We have removed analyses related to Ne.

An attempt to fix this problem is made via the use of a method which estimates Ne along with a selection coefficient for each SNP. I am not convinced that this method is effective in the context of the data collected. Whereas the original application of this method was to a dataset for which sequence data was collected at 13 separate time-points (Foll et al., 2014), here only two time-points are available for each patient (Results section).
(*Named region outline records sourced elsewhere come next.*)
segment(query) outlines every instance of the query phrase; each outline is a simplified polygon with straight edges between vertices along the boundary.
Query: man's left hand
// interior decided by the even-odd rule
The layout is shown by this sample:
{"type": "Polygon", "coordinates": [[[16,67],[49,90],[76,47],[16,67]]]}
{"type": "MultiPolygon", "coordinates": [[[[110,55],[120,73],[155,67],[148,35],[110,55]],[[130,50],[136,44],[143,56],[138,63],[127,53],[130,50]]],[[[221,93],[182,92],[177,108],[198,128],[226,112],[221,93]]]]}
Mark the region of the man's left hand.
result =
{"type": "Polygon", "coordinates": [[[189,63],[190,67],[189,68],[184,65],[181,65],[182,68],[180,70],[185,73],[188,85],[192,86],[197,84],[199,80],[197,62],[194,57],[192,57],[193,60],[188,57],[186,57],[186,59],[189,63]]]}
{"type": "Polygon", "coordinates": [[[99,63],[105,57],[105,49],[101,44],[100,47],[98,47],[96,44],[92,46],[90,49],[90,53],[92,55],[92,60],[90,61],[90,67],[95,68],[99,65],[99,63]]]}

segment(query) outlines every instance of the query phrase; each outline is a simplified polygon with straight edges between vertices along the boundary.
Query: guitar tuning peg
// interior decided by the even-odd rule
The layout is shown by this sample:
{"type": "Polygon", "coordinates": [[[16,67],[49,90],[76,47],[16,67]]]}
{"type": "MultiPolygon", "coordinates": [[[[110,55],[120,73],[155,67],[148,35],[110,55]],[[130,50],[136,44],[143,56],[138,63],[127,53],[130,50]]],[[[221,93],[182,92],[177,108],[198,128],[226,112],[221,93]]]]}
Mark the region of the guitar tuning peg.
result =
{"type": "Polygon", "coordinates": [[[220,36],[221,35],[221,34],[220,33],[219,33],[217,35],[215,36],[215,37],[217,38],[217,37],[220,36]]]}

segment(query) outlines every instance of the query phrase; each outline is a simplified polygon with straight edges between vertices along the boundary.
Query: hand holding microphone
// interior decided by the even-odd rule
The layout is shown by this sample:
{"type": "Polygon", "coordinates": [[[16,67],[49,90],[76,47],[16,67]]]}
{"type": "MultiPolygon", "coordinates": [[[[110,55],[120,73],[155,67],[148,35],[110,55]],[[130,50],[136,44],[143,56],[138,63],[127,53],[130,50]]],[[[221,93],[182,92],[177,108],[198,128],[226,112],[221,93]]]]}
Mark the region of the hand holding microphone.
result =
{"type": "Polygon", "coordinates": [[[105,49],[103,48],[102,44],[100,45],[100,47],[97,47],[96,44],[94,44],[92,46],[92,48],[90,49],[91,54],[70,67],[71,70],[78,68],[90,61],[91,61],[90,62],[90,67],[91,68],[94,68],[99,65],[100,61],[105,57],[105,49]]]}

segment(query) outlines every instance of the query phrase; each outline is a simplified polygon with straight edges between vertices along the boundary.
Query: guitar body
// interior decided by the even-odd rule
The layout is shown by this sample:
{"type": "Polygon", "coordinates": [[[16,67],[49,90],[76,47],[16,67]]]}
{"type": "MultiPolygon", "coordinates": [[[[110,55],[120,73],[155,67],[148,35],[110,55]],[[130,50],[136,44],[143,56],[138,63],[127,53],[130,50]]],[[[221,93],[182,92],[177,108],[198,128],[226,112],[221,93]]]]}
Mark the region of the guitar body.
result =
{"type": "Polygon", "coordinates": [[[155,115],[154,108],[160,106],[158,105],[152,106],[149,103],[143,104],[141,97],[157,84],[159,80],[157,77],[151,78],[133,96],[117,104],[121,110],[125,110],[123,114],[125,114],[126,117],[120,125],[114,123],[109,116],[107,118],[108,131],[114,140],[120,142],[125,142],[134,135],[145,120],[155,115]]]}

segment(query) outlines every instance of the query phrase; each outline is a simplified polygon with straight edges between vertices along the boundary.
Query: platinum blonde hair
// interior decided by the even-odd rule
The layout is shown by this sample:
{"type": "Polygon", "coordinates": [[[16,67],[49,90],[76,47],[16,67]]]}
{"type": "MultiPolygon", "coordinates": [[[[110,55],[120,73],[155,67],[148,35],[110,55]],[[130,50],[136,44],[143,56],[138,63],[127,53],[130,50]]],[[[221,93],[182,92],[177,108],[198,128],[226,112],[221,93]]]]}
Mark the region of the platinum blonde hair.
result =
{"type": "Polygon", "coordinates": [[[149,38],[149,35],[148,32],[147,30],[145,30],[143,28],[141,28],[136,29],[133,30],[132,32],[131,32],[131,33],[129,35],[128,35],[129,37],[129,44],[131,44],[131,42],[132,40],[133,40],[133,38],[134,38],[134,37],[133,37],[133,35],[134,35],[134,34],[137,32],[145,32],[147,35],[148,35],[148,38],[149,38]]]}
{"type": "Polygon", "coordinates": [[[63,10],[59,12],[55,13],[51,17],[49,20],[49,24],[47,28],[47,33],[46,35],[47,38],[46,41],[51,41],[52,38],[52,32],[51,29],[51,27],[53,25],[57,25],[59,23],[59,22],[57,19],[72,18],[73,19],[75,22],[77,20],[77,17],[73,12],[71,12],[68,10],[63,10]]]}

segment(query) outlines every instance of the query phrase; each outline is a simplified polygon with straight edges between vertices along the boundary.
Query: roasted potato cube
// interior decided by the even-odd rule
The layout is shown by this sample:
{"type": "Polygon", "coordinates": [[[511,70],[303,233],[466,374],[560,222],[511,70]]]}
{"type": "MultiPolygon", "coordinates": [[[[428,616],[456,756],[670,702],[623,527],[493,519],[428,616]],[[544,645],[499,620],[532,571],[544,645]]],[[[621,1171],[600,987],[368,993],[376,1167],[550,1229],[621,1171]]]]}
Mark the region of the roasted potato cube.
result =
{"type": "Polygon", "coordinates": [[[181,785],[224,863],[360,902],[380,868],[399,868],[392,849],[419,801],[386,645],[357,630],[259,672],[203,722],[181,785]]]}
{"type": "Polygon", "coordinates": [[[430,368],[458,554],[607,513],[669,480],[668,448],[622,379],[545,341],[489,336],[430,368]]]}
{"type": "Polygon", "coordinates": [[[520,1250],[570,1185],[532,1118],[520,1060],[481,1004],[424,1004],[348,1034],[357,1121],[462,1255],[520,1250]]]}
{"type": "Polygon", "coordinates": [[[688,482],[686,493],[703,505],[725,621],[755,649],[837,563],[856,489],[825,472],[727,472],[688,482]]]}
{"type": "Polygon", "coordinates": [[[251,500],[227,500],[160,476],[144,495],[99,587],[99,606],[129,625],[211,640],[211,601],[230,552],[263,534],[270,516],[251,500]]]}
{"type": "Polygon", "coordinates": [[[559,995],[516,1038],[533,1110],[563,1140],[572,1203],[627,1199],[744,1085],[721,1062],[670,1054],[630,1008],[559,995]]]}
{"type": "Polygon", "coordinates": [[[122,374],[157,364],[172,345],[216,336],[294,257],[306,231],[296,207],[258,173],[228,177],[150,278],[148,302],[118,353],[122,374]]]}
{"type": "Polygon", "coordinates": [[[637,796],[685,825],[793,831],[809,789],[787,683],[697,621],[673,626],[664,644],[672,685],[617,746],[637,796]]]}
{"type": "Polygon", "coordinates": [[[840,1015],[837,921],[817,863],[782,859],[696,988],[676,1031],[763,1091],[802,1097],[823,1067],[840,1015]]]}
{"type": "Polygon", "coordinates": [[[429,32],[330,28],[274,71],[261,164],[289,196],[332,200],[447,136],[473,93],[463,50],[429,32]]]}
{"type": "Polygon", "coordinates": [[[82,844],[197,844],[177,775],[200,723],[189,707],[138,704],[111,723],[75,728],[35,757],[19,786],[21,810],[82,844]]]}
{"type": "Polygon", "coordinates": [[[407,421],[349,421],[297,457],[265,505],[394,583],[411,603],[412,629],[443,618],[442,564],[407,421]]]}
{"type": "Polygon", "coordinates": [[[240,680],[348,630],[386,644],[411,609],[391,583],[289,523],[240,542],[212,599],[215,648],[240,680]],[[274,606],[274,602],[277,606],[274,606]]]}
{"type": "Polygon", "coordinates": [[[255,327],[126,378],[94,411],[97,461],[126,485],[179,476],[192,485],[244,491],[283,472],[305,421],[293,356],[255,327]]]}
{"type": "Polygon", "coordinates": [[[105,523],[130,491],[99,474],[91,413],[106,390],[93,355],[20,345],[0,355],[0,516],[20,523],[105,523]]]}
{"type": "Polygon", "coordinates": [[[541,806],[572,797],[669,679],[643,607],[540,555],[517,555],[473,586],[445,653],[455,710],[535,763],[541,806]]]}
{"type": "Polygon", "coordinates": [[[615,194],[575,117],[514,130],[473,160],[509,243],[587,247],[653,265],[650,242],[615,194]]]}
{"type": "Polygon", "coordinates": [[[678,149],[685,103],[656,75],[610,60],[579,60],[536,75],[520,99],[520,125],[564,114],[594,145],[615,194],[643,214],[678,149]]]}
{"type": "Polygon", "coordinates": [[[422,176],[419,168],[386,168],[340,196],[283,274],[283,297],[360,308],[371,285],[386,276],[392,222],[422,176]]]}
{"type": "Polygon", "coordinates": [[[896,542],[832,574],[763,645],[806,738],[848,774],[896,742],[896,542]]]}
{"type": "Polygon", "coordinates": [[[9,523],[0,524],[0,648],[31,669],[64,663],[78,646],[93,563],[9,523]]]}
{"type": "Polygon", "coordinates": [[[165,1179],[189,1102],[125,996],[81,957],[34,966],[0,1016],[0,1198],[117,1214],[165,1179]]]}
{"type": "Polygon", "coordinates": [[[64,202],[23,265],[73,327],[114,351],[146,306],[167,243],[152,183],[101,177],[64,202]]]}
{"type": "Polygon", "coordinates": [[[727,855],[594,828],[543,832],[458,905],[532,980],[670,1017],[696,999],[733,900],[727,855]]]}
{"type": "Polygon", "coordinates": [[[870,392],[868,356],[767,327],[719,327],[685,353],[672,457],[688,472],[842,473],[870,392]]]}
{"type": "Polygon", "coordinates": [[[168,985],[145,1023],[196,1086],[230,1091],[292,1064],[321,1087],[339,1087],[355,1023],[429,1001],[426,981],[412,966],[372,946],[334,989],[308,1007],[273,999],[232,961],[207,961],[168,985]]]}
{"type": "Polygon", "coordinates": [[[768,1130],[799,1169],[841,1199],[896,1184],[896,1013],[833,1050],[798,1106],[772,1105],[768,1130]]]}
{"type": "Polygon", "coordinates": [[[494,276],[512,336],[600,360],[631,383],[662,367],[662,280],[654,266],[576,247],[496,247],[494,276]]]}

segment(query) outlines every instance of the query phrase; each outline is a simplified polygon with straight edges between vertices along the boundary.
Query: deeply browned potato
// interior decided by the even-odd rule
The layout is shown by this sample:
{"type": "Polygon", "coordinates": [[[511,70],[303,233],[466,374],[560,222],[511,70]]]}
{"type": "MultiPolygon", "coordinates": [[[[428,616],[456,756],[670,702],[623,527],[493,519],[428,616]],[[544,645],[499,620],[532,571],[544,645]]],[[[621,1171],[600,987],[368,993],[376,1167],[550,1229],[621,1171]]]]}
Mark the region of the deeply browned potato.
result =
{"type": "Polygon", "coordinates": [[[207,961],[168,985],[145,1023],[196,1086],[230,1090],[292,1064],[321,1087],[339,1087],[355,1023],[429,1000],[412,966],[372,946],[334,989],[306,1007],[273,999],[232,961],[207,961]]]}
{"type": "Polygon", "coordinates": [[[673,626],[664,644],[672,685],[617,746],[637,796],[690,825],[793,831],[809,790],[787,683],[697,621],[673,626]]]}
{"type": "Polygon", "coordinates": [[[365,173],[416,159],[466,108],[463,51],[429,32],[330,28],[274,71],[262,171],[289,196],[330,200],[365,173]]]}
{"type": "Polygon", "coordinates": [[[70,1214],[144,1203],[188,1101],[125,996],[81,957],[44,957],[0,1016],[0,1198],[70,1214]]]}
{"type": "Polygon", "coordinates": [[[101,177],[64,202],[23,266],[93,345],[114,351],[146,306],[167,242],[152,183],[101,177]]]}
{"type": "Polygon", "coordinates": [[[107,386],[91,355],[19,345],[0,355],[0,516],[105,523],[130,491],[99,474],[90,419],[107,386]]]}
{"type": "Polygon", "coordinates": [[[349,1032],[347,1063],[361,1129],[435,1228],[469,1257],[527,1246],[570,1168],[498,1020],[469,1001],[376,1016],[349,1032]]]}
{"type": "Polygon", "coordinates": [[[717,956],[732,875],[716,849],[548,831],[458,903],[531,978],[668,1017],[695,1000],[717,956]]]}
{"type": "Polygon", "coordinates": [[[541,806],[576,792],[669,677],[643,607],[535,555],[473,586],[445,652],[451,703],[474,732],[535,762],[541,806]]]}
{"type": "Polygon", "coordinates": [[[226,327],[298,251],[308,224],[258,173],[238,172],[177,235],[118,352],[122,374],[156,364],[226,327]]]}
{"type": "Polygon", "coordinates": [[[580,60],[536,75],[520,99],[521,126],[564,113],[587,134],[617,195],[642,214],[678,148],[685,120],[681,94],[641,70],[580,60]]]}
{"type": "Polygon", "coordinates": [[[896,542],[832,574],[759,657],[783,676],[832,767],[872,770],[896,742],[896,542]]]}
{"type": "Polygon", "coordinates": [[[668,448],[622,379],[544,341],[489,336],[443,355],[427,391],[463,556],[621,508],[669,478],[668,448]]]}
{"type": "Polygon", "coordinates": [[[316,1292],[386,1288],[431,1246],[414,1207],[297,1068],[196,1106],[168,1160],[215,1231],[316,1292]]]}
In estimating the value of Ne from time-resolved data, the value of selection, speaking loosely, is estimated from the increase or decrease of an allele frequency over time, while the extent of drift (or Ne) is estimated from the extent of deviation of the data from a deterministic model of selection (see e.g. Feder et al., 2014). Where data is collected for only two time-points, a deterministic model (with effectively infinite Ne) can be fitted perfectly to any allele frequency data, with a different selection coefficient being fitted to each variant. I am therefore unclear where the value of Ne estimated from this method arises from; perhaps fitting a prior to the selection coefficient affects this? I note that the method, while validated for the inference of selection from two time-points, is not validated in the original publication for its ability to infer Ne.

We have removed this analysis, which was related to Ne.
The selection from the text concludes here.